System Management Health Checks and Alerts

A health check corresponds to a Prometheus query against metrics aggregated to the Prometheus instance. Core platform components like Kubernetes and Istio collect service-related metrics by default, which enables the System Management Health service to implement generic service health checks without custom instrumentation. Health checks are intended to be coarse-grained and comprehensive, as opposed to fine-grained and exhaustive. Health checks related to infrastructure adhere to the Utilization Saturation Errors (USE) method whereas services follow the Rate Errors Duration (RED) method.

Prometheus alerting rules periodically evaluate health checks and trigger alerts to Alertmanager, which manages silencing, inhibition, aggregation, and sending out notifications. Alertmanager supports a number of notification options, but the most relevant ones are listed below:

  • Email - Sends notification emails periodically regarding alerts
  • Slack - Publishes notifications to a Slack channel
  • Web hook- Send an HTTP request to a configurable URL (requires custom integration)

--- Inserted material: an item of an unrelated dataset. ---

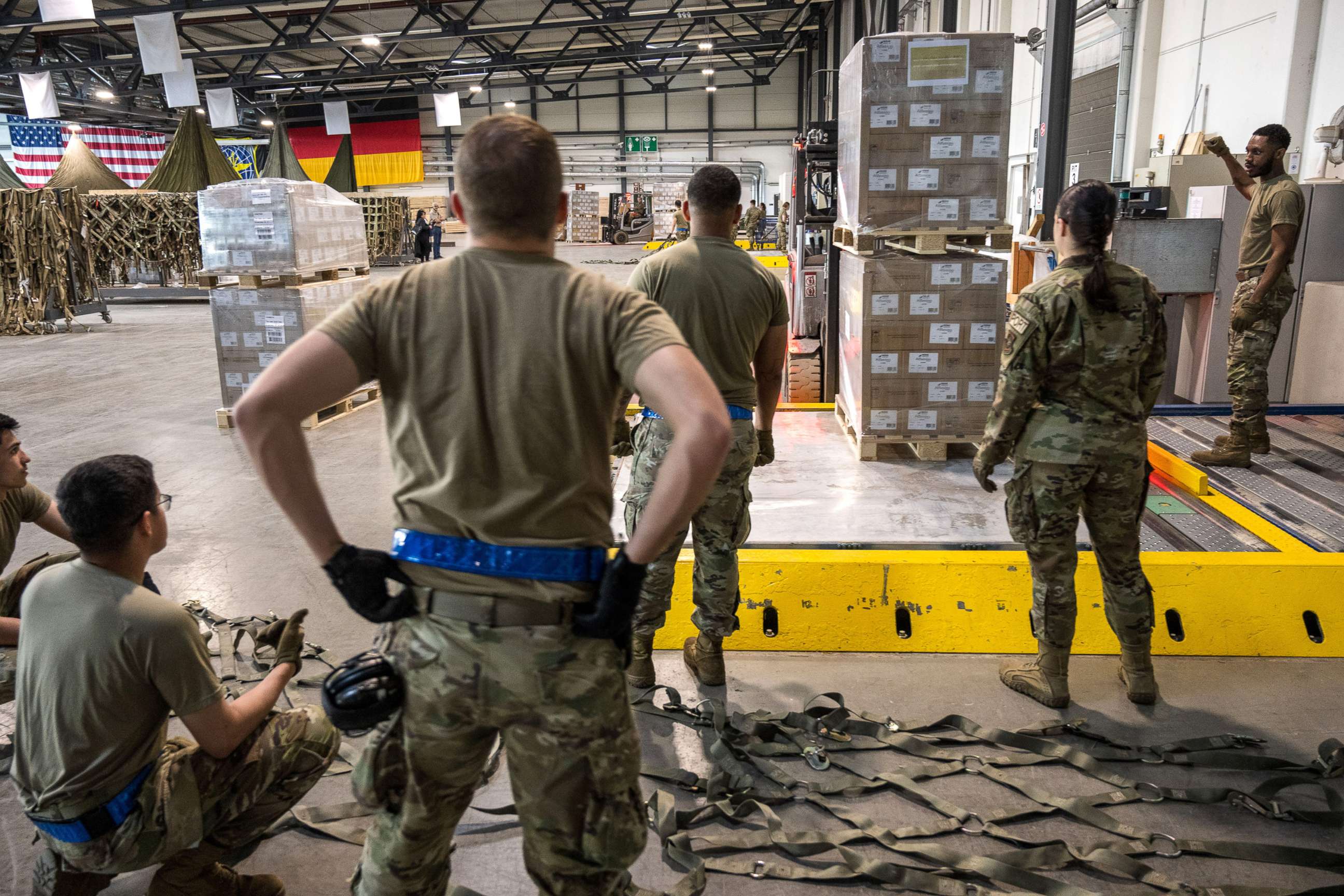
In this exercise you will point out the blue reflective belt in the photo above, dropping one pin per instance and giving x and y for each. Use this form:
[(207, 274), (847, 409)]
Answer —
[(736, 413), (468, 555), (100, 821)]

Similar to Prometheus metrics, alerts use labels to identify a particular dimensional instantiation, and the Alertmanager dashboard enables operators to preemptively silence alerts based on them.

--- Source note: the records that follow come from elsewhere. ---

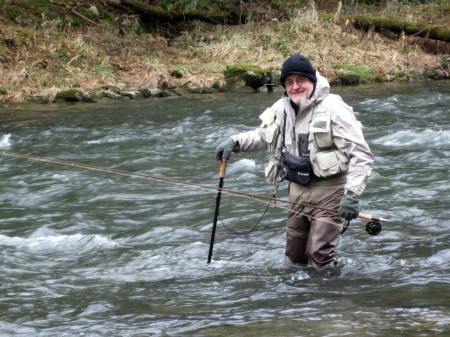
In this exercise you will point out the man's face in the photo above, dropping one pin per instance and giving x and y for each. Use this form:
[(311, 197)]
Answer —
[(298, 87)]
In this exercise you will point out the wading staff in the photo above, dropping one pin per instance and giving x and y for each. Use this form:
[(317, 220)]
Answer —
[(223, 168)]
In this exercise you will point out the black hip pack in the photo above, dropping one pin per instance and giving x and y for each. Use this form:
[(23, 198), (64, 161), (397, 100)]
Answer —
[(296, 169)]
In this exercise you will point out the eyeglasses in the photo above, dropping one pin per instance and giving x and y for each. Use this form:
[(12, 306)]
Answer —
[(299, 80)]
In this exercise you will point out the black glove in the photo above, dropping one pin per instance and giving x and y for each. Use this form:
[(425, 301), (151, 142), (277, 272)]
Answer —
[(349, 206), (223, 151)]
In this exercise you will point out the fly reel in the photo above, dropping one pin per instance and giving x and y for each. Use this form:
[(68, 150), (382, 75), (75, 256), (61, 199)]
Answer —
[(373, 227)]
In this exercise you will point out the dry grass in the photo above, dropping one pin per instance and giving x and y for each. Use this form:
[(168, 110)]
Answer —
[(44, 60)]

Check Active Alerts from NCNs

Prometheus includes the /api/v1/alerts endpoint, which returns a JSON object containing the active alerts. From a non-compute node (NCN), can connect to sysmgmt-health/cray-sysmgmt-health-promet-prometheus directly and bypass service authentication and authorization.

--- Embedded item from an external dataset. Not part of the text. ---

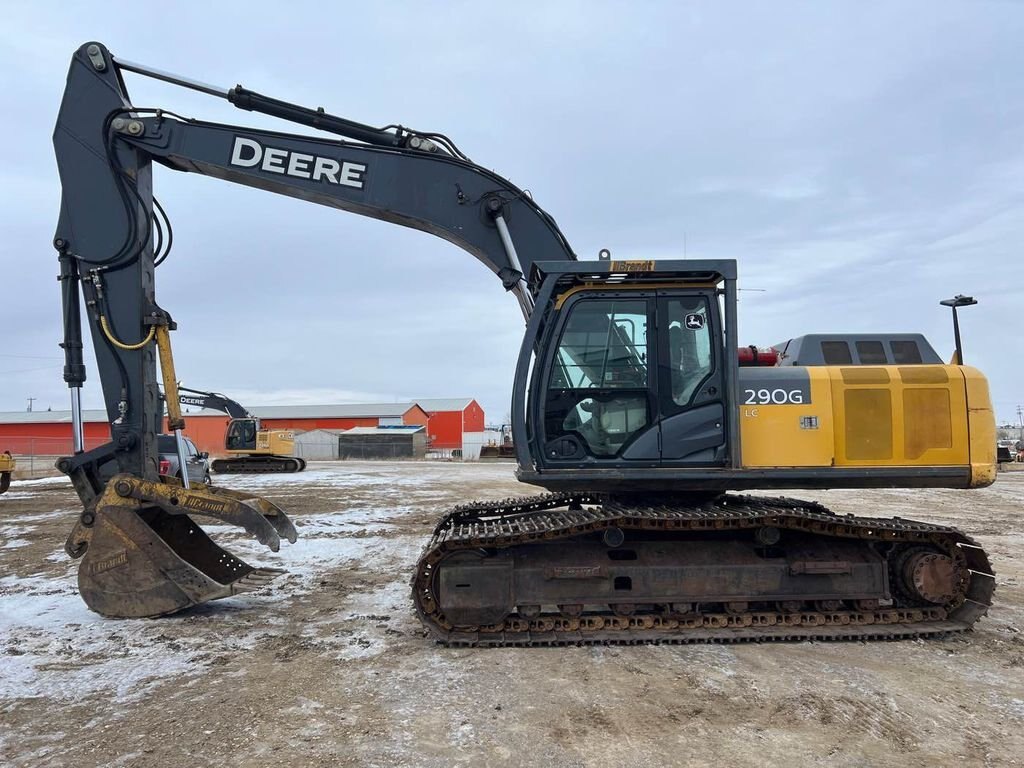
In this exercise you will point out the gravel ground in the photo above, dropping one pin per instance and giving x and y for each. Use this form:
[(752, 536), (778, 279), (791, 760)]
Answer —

Obtain the cluster IP address:

ncn-w001# kubectl -n sysmgmt-health get svc cray-sysmgmt-health-promet-prometheus

Example output:

NAME                                    TYPE        CLUSTER-IP     EXTERNAL-IP   PORT(S)    AGE
cray-sysmgmt-health-promet-prometheus   ClusterIP   10.16.201.80   <none>        9090/TCP   2d6h

Get active alerts, which includes KubeletTooManyPods if it is going off:

ncn-w001# curl -s http://CLUSTER-IP:PORT/api/v1/alerts | jq . | grep -B 10 -A 20 KubeletTooManyPods

Example output:

{
  "status": "success",
  "data": {
    "alerts": [
      {
        "labels": {
          "alertname": "KubeletTooManyPods",
          "endpoint": "https-metrics",
          "instance": "10.252.1.6:10250",
          "job": "kubelet",
          "namespace": "kube-system",
          "node": "ncn-w003",
          "prometheus": "kube-monitoring/cray-prometheus-operator-prometheus",
          "prometheus_replica": "prometheus-cray-prometheus-operator-prometheus-0",
          "service": "cray-prometheus-operator-kubelet",
          "severity": "warning"
        },
        "annotations": {
          "message": "Kubelet 10.252.1.6:10250 is running 107 Pods, close to the limit of 110.",
          "runbook_url": "https://github.com/kubernetes-monitoring/kubernetes-mixin/tree/master/runbook.md#alert-name-kubelettoomanypods"
        },
        "state": "firing",
        "activeAt": "2020-01-11T18:13:35.086499854Z",
        "value": 107
      },
      {
        "labels": {

In the example above, the alert actually indicates it is getting close to the limit, but the value included in the alert is the actual number of pods on ncn-w003.

Troubleshooting: If an alert titled KubeCronJobRunning is encountered, this could be an indication that a Kubernetes cronjob is misbehaving. The Labels section under the firing alert will indicate the name of the cronjob that is taking longer than expected to complete. Refer to the “CHECK CRON JOBS” header in the Power On and Start the Management Kubernetes Cluster procedure for instructions on how to troubleshoot the cronjob, as well as how to restart (export and reapply) the cronjob.